You may often ponder as how to choose the best and most profitable fund from the millions of schemes up for offer in the market. While this requires a knack of decision-making, the good news is that it does not involve any form of rocket science in it. The answer is quite simple. Opt for a scheme that has consistently performed well. And that’s it! You will be in possession of a prized investment that is most likely to be the star of your portfolio. Also, chances of such a fund under-performing are relatively low. Refrain from placing your investments in NFOs as their performance is highly volatile and unpredictable. Although some consistently performing funds may go through a rough patch due to the fluctuations of the market, they are the safest bet you can make as an investor. Keep your portfolio simple and boring to draw on the highest percentage of profitability. While it is advisable to walk out of under-performing funds, give them some time to recover, preferably within 20 quarters. If it has not managed to emerge still, then walk out of the fund without looking back.
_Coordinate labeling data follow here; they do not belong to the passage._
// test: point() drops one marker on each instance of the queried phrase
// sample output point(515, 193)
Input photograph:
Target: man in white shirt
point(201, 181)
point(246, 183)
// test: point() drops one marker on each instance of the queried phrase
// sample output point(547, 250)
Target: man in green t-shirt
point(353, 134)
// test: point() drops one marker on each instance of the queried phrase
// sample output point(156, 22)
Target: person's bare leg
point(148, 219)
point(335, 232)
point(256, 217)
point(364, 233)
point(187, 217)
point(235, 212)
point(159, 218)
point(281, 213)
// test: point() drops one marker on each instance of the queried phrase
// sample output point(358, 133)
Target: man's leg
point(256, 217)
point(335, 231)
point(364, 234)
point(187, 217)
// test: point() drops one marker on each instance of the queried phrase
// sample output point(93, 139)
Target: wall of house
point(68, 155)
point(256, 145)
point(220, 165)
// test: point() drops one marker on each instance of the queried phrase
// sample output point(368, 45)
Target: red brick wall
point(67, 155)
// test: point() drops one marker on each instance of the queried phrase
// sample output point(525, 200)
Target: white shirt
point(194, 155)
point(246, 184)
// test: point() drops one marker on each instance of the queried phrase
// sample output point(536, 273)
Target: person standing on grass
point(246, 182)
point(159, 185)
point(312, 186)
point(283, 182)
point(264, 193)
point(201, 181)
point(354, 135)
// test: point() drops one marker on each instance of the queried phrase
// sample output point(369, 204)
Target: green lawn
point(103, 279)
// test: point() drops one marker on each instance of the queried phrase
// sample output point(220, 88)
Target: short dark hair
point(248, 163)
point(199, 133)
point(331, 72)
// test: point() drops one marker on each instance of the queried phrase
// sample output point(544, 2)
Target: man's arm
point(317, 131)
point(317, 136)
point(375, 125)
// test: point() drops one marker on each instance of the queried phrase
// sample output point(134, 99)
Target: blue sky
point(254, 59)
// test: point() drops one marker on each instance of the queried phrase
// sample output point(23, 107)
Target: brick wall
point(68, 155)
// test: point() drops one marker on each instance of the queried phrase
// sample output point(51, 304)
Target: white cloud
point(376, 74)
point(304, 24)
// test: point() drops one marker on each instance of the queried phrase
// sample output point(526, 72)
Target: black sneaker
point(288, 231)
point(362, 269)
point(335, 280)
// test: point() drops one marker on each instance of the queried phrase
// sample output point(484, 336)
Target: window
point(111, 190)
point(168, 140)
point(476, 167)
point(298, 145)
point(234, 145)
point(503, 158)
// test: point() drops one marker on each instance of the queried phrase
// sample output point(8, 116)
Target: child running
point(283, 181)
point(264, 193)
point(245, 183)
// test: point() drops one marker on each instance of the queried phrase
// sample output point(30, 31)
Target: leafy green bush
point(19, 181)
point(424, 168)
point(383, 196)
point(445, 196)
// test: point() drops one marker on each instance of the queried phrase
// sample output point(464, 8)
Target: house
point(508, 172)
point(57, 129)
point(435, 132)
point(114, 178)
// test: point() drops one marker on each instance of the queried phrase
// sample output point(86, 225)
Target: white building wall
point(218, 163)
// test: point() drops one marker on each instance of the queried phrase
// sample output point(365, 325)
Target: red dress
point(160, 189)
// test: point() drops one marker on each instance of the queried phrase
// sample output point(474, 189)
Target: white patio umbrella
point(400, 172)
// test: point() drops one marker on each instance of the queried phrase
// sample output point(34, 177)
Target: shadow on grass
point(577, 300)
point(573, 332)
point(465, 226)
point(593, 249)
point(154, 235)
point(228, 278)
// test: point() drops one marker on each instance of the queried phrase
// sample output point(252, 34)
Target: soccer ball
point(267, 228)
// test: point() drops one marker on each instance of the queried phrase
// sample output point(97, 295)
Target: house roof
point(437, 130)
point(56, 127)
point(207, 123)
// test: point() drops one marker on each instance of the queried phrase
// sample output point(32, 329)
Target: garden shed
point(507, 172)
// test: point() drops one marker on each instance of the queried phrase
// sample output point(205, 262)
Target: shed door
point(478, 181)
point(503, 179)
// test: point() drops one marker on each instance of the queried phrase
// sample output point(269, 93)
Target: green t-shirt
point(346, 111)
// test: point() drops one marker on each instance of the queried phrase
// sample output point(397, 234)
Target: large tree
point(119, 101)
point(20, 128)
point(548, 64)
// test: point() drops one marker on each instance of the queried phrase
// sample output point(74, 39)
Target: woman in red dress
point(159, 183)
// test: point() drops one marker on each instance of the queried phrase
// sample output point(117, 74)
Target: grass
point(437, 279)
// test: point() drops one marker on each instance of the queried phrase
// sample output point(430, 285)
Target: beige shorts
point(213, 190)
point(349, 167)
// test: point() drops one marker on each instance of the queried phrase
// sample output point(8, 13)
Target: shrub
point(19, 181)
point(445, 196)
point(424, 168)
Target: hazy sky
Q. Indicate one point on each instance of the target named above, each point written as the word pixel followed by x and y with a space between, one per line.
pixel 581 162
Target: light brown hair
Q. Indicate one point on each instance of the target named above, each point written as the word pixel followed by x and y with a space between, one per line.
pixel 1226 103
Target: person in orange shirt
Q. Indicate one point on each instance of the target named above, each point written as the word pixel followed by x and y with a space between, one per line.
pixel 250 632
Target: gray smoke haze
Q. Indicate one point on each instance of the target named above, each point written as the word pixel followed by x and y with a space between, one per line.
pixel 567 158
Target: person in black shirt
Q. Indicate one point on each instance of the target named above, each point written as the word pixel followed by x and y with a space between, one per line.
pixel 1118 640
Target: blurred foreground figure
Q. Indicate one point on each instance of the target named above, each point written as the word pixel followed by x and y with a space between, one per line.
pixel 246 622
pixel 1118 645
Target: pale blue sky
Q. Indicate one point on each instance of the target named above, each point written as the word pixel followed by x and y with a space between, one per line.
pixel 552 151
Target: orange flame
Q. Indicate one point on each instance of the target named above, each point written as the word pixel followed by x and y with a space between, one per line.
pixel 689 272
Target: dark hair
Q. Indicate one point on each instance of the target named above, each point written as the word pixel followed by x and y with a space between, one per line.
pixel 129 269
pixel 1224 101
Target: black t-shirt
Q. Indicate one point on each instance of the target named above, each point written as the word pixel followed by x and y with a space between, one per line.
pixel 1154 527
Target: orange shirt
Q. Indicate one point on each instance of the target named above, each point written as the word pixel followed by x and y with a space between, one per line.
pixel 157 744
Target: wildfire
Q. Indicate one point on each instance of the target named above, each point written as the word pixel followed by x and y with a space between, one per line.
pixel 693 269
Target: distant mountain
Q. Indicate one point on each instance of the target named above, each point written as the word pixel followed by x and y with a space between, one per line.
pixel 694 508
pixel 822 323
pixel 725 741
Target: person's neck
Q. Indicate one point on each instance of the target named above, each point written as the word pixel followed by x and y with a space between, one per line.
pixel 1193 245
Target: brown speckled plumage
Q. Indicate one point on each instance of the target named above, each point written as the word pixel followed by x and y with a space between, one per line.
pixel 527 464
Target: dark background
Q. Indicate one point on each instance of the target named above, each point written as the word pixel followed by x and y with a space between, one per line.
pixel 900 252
But remember, Mutual Funds are subjected to market risks. It is mandatory that you read the offer documents carefully before making any major financial decisions. It is your hard earned money that is being invested and it is important that you take utmost care in deciding the assets into which you want your funds invested. Try getting first hand information from reliable sources. First hand information refers to the information that you get from primary sources like your financial advisors, banks financial services etc. Utilizing this information can prove to be quite beneficial as they will be in a position to help you out and understand what your financial requirements and how you can link your investments towards achieving your financial goals. Seeking information from your investor peer group is not prohibited; however, it is not advisable to fully depend on their suggestions and choices. The main reason being; your financial goals and requirements are different from theirs. Also their risk appetite may vary a lot from yours. If you are a new investor you may be seeking to invest in short term funds where you might yield mighty returns but are secured from any major market disturbances. But if your friend has been a strong player in the market then he may have a good risk appetite. In such cases, you may lose out on your savings and land up borrowing personal loans or a car loan in order to finance your requirements. To protect yourself from any such avoidable circumstances, make sure that you research from primary sources thoroughly preferably, getting such information from a market analyst or financial advisor is best opted for.